EU Parliament Approves Digital Services Act and Digital Market Act
On 07 July 2022, the EU Parliament passed the Digital Services Act and the Digital Markets Act. The Digital Services Act provides for uniform horizontal rules on due diligence and liability exclusions for intermediary services. The Digital Markets Act supplements existing competition laws, limiting the power of market dominant digital corporations.

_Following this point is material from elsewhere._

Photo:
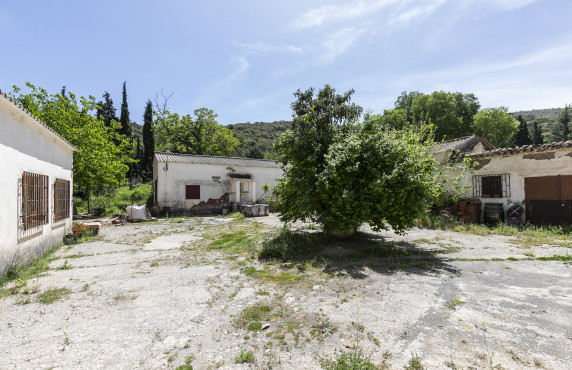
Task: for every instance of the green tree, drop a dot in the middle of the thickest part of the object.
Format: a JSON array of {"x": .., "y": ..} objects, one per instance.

The Digital Services Act (hereafter DSA) sets out well-defined responsibilities as well as a duty of accountability for providers of intermediary services, particularly for online platforms such as social media and marketplaces. The laying down of clear due-diligence measures will also include reporting and remediation procedures related to illegal contents as well as the possibility to contest platform decisions on contents moderating. For major online platforms in particular, the DSA provides for a higher degree of transparency and accountability regarding how providers of such platforms moderate content, as well as with respect to promotions and algorithmic processes. The DSA is designed to ensure that certain contents will be taken down more quickly (e.g., hate speech), aiming to curb the market power of internet corporations with the eventual goal of improving legal protection for users across the EU.
The focus of the DSA is to ensure the smooth functioning of internal markets in dealing with the provision of cross-border digital services (intermediary services).

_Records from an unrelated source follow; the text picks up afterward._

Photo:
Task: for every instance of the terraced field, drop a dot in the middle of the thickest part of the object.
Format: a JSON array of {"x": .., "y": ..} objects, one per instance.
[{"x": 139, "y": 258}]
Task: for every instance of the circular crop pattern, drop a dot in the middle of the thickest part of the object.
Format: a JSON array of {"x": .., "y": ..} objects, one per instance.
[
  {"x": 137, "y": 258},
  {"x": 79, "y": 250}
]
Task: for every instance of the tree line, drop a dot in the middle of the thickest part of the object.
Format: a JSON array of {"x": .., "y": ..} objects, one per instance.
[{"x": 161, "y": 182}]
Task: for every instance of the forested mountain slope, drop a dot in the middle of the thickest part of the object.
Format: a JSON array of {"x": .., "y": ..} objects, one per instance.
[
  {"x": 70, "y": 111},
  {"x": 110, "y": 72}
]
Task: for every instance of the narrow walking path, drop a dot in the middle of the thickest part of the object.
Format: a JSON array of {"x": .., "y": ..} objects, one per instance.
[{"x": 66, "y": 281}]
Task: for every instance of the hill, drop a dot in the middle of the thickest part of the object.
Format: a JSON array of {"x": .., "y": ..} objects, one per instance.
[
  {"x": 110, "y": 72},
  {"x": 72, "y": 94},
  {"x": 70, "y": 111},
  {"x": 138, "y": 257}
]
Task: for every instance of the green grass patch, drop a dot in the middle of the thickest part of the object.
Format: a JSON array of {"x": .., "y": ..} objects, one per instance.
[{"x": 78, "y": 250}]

The Digital Markets Act (hereafter DMA) complements competition law and limits the power of market-dominating digital corporations. The DMA is limited to some core platform services such as online intermediation services, online search engines, social networks, video sharing platform services, non-numbered interpersonal communication services, operating systems, cloud services, and advertising services.

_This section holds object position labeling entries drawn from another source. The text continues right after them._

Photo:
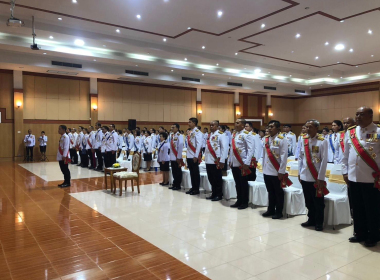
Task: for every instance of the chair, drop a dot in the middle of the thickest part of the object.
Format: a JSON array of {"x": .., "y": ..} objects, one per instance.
[
  {"x": 132, "y": 176},
  {"x": 337, "y": 206}
]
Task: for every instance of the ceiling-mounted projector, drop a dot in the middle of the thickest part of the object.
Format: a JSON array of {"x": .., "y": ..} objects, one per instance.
[{"x": 14, "y": 22}]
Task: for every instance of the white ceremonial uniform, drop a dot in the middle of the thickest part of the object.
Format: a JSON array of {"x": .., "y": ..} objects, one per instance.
[
  {"x": 332, "y": 139},
  {"x": 98, "y": 139},
  {"x": 178, "y": 145},
  {"x": 338, "y": 156},
  {"x": 42, "y": 140},
  {"x": 245, "y": 145},
  {"x": 64, "y": 143},
  {"x": 319, "y": 149},
  {"x": 219, "y": 143},
  {"x": 147, "y": 145},
  {"x": 278, "y": 144},
  {"x": 163, "y": 152},
  {"x": 196, "y": 138},
  {"x": 352, "y": 163},
  {"x": 30, "y": 140},
  {"x": 115, "y": 138},
  {"x": 292, "y": 142}
]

The objective of the DMA is to tackle the most flagrant cases of unfair practices and low contestability at EU level so that platforms can realise their full potential, allowing both end-users and business users to reap the benefits of the platform economy and the digital economy in a fair and competitive environment.
Once the final draft has been adopted, both regulations will be directly enforceable in all EU Member States after a certain transitional period.